Congratulations to James Roberts, MD, on covering a critically important entity for anyone working in an emergency department. (“A Silent Epidemic: ACE Inhibitor Angioedema,” EMN 2012;34[7]:1; http://bit.ly/MS3z2l.) Since starting work in an ED in 1977, I would say that ACE inhibitor angioedema has definitely been one of the most anxiety-producing problems I have seen. Though I have been fortunate not to have any deaths, we recently had a case in a local community hospital that, fortunately, did not find the emergency physician liable at trial. That, of course, does not mean that it didn't take three years out of the physician's life going through the legal ordeal, and it undoubtedly changed him forever.

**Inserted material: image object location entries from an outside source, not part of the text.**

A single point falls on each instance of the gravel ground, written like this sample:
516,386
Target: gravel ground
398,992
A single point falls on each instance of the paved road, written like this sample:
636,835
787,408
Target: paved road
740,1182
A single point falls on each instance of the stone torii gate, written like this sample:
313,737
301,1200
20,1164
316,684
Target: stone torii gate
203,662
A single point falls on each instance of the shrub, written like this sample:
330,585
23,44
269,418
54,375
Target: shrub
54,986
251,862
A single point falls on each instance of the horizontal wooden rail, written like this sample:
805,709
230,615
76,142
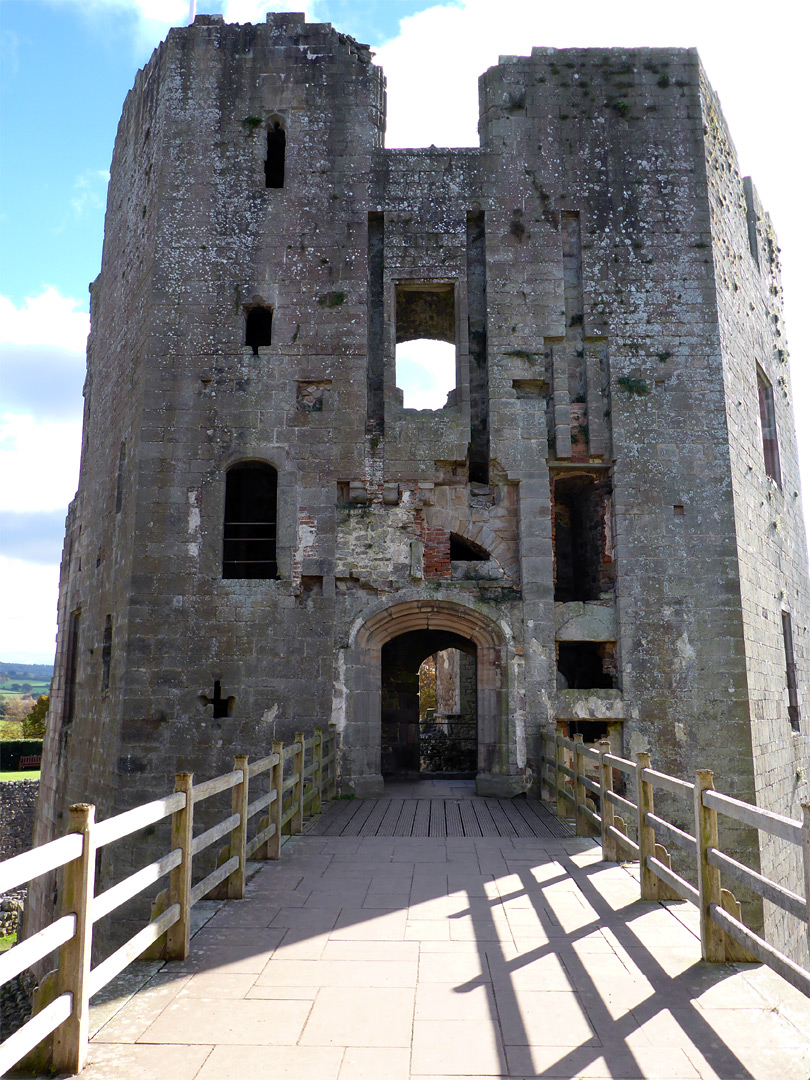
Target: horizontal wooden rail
777,824
36,947
671,784
131,886
131,821
71,933
674,880
132,949
677,836
769,890
782,964
262,765
215,833
30,864
35,1030
216,785
724,936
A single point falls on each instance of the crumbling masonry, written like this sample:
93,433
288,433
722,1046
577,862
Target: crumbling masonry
605,514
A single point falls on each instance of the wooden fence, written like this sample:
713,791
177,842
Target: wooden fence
296,785
724,935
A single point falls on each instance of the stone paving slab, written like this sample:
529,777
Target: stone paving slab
526,958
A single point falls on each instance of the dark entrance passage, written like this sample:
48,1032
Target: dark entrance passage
429,707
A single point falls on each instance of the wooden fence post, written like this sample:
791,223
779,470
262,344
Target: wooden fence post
70,1038
179,879
712,941
318,775
583,826
239,836
806,860
296,823
277,778
609,849
645,805
559,778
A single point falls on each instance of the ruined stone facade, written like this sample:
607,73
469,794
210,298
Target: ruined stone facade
606,513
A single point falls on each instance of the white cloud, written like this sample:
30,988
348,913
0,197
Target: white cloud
91,191
48,319
39,462
426,373
29,602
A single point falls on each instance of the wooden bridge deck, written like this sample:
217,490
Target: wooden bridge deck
439,808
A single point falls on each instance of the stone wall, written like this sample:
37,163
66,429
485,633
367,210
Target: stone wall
17,811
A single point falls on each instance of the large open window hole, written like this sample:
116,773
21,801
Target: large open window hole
426,345
583,547
586,665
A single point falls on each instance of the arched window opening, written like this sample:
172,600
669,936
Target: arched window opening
277,146
429,713
248,548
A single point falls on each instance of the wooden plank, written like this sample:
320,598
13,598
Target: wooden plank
34,1031
453,818
392,815
262,765
405,823
501,821
354,826
421,819
437,825
212,835
515,819
372,824
481,809
131,886
46,856
210,787
34,948
132,949
204,887
469,821
786,828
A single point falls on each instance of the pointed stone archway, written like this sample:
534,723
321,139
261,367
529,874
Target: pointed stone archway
360,712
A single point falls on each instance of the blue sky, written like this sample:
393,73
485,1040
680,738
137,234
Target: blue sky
66,68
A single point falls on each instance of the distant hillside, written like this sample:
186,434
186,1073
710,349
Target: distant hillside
26,671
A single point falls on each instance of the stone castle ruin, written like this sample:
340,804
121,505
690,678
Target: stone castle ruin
604,518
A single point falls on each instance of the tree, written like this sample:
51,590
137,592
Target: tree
34,725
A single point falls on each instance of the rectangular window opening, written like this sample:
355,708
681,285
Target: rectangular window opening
768,428
793,691
426,345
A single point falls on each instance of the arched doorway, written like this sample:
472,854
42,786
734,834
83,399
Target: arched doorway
360,704
428,705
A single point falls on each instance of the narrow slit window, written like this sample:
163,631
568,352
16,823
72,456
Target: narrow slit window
258,328
71,665
248,548
277,149
106,652
793,690
768,428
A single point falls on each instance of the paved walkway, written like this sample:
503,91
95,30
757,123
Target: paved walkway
401,958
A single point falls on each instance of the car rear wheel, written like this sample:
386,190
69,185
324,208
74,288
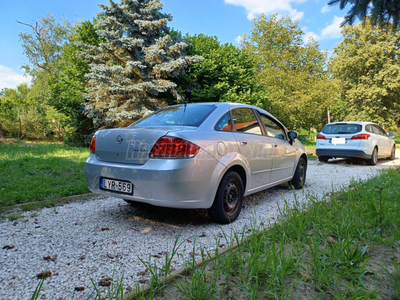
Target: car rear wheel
299,177
393,153
374,158
228,200
323,158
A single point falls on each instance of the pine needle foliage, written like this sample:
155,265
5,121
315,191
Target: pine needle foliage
131,72
380,11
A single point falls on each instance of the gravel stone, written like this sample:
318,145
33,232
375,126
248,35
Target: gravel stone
72,231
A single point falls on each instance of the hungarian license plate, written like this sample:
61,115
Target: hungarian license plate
338,141
119,186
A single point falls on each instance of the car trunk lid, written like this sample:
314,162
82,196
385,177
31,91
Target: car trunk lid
129,145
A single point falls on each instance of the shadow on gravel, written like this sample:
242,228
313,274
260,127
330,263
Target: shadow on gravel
171,216
354,161
185,217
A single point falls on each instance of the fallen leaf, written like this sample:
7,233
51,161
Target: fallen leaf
142,273
232,295
8,247
305,276
330,240
45,275
105,281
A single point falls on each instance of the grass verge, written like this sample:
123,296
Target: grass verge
40,172
345,248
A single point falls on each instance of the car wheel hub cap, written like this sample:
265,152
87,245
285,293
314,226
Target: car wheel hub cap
230,197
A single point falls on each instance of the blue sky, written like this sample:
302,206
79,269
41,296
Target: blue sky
226,19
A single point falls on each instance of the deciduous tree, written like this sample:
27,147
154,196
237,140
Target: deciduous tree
291,70
226,74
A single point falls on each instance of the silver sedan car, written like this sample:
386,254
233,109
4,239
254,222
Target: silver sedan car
203,155
364,140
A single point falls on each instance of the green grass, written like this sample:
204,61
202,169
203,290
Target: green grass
40,172
342,248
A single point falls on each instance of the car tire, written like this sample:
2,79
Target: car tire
299,177
393,153
374,157
323,158
228,199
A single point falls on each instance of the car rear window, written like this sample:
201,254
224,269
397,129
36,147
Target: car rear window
342,128
182,115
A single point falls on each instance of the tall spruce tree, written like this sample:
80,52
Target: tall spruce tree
131,71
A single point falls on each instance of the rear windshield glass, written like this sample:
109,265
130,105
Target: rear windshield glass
342,128
182,115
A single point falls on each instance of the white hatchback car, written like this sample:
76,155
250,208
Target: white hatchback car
363,140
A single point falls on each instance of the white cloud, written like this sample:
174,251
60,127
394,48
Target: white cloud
333,30
325,9
11,79
268,7
309,34
239,39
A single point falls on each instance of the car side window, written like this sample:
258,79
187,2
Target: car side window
273,129
224,124
245,121
375,129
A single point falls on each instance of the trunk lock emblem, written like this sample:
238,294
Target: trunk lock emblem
119,139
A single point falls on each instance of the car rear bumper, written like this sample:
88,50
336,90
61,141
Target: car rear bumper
177,183
345,153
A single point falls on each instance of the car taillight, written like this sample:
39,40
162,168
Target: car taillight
173,147
93,144
361,136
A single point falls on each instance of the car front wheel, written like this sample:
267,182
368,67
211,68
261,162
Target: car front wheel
299,177
374,158
228,200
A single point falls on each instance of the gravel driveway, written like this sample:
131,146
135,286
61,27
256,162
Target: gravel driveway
79,241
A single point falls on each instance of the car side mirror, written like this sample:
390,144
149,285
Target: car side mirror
292,135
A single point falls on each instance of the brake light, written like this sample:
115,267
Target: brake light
173,147
93,144
361,136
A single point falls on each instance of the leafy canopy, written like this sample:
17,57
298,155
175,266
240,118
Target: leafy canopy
291,70
226,74
367,64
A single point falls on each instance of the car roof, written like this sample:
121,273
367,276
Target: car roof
352,122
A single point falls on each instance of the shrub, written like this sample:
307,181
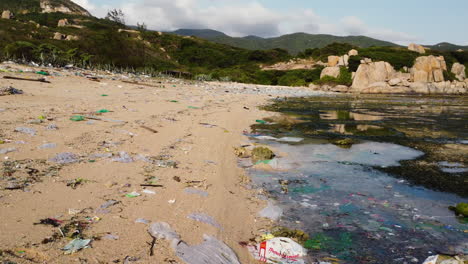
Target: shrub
21,50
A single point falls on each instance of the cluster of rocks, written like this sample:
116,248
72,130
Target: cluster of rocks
426,75
7,14
60,36
335,62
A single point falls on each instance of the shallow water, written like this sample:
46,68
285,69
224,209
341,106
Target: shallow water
360,203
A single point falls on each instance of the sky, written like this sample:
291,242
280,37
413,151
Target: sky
399,21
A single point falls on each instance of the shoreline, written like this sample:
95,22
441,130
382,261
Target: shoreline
198,125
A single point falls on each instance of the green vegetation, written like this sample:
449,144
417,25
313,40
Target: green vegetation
345,78
334,49
293,43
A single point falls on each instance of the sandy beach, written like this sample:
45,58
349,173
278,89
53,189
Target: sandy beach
196,125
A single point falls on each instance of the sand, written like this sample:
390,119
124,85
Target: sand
203,152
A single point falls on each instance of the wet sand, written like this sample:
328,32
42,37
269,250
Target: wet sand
203,152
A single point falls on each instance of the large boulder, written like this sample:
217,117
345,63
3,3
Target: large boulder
333,61
330,71
429,69
7,14
374,72
459,71
353,52
63,23
418,48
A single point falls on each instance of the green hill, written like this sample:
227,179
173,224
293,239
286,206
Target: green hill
445,46
42,6
293,43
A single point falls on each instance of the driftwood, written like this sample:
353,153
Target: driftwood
26,79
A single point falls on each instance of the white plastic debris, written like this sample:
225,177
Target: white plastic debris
279,250
211,251
272,212
431,260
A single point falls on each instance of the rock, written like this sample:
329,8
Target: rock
372,73
72,37
63,23
333,61
7,14
340,89
262,153
428,69
353,52
418,48
394,81
59,36
459,71
330,71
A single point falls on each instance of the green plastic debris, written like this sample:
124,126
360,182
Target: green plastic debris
263,162
77,118
262,153
461,209
43,73
132,195
76,245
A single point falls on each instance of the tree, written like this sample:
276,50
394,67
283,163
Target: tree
116,15
142,26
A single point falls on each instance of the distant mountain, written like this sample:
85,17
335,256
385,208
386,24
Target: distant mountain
445,46
201,33
294,43
43,6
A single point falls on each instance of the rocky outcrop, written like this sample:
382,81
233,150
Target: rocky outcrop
370,73
63,23
428,69
353,52
417,48
67,7
459,70
330,71
59,36
7,14
333,61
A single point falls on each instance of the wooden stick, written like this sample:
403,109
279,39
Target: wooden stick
149,129
26,79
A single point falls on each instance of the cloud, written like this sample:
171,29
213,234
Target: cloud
240,18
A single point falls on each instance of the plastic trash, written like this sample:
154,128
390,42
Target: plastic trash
123,157
204,218
65,158
279,250
77,118
211,251
272,212
7,150
196,191
109,203
142,221
48,146
290,139
76,245
132,195
26,130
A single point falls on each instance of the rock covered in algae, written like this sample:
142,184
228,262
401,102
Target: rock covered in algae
262,153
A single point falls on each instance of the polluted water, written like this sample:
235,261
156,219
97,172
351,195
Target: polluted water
355,182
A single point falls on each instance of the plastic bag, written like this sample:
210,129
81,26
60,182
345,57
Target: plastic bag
279,250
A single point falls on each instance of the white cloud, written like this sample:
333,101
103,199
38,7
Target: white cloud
241,18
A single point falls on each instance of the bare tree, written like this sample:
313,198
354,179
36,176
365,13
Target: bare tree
116,15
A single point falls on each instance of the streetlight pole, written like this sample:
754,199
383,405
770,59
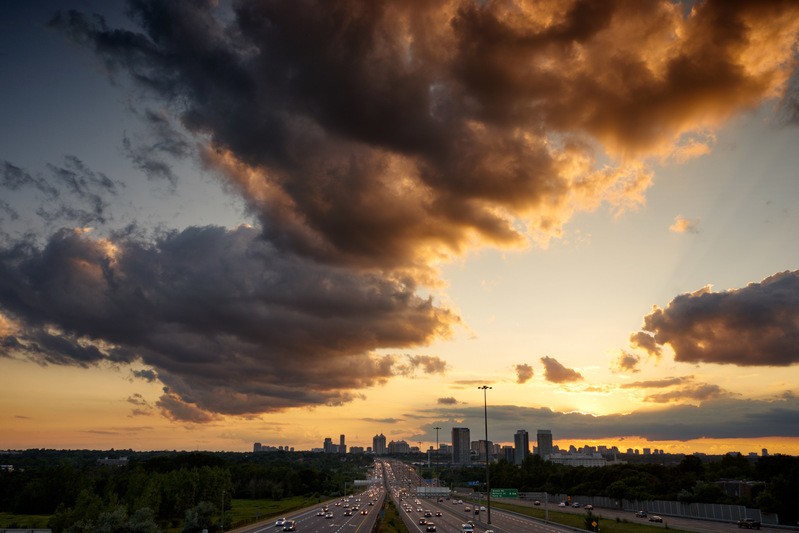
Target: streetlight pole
485,388
437,450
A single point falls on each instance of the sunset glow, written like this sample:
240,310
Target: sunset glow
233,222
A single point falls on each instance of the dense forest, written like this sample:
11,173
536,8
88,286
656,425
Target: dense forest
185,490
776,480
159,490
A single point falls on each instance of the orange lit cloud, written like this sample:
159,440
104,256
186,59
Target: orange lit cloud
684,225
755,325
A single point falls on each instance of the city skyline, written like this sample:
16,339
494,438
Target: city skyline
233,222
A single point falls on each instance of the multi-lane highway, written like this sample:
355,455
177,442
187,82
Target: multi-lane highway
356,514
451,515
397,480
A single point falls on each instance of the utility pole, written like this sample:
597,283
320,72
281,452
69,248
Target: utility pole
485,388
437,450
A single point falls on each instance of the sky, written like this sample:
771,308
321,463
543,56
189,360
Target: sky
233,222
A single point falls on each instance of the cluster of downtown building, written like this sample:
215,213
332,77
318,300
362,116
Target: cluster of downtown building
464,451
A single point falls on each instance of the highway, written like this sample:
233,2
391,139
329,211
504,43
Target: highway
399,481
449,516
310,521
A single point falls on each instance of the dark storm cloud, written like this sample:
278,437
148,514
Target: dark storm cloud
16,178
657,383
146,375
380,133
163,139
555,372
71,192
627,362
701,392
715,418
369,139
524,373
228,324
383,420
757,325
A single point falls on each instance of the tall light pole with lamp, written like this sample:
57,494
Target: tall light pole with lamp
485,388
437,450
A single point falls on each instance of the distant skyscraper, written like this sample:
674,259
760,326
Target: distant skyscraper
461,446
379,444
508,453
521,445
544,439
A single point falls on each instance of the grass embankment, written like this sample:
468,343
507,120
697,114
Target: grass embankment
605,525
391,522
23,521
254,510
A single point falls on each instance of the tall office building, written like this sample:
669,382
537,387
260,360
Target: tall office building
544,438
521,444
379,444
461,446
328,445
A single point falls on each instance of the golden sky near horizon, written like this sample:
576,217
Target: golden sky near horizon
280,222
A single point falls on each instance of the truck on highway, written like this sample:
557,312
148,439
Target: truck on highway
749,523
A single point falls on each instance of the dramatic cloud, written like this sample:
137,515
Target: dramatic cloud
657,383
627,362
524,373
557,373
719,418
371,141
701,392
388,133
225,321
69,193
685,225
382,420
757,325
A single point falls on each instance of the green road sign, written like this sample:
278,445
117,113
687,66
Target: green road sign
504,493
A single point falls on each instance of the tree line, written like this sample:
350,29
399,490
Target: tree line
776,480
159,490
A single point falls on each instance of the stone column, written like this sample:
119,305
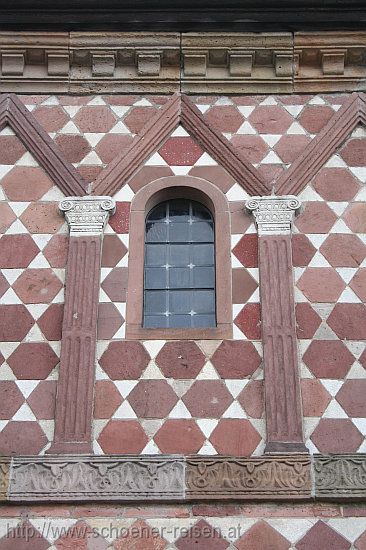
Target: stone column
86,217
274,216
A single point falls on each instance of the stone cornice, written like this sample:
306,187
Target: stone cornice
178,478
166,62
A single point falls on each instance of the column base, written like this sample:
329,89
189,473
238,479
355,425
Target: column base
284,447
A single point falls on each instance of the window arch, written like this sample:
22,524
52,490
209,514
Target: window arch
179,266
213,203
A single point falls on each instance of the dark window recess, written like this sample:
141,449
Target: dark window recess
179,269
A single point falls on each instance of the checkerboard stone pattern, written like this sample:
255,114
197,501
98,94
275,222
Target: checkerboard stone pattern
33,249
196,527
330,272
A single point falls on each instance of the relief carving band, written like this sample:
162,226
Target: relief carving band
97,478
87,217
274,216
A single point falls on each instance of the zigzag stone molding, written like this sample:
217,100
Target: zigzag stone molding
282,62
178,478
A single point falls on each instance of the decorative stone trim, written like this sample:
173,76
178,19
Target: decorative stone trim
273,216
194,62
86,217
182,478
39,144
340,476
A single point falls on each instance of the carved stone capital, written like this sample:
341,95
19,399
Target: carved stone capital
87,215
274,215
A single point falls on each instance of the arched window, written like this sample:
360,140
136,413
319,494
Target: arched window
179,266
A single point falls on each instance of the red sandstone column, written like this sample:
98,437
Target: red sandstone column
86,217
274,216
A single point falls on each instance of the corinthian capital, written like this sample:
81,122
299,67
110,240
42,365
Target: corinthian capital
273,215
87,215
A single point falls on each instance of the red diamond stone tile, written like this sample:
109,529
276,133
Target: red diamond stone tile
180,359
262,535
355,217
22,537
315,397
112,146
307,321
314,118
207,399
317,217
328,359
336,184
50,322
115,284
52,119
10,398
249,321
33,361
247,250
93,119
351,397
321,284
146,174
225,118
113,251
42,217
122,437
26,183
342,250
254,148
289,148
73,147
252,400
11,149
354,152
17,251
180,151
140,536
358,284
235,437
107,399
270,119
179,437
37,286
330,539
236,359
56,250
22,438
138,117
42,400
15,323
120,220
7,217
152,399
202,536
336,436
348,321
243,285
124,360
109,321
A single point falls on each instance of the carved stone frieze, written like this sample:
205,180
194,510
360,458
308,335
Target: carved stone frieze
97,478
340,476
271,477
165,62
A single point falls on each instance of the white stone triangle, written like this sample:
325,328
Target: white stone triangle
125,411
234,411
24,414
180,411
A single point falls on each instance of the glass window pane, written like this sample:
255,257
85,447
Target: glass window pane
155,254
155,301
155,277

Several points in the article were illuminating. No drugs currently on the market treat this problem, and we've gotten into the habit of using the nasopharyngeal scope ourselves or having our ENT consultants scope them for evidence of airway involvement. I don't know that a black box would do anything more than end up causing another valuable dug class to disappear.

There is no question that ENT is close at hand 24/7 to lend expertise with these patients when working in a major teaching metropolitan hospital that sees 82,000 patients a year, but try calling for ENT consultation in a rural hospital or even a 15,000-patient-a-year community hospital and see what kind of response you get. You are basically on your own with a potential airway catastrophe hoping to God if all hell breaks loose that you are able to get an airway into the patient. After all, no drugs currently treat this problem. Some expert witness willing to make a few thousand dollars will say in court, “Maintaining an airway is fundamental training in emergency medicine, and of course Dr. X is responsible for the death or disability suffered by this patient.”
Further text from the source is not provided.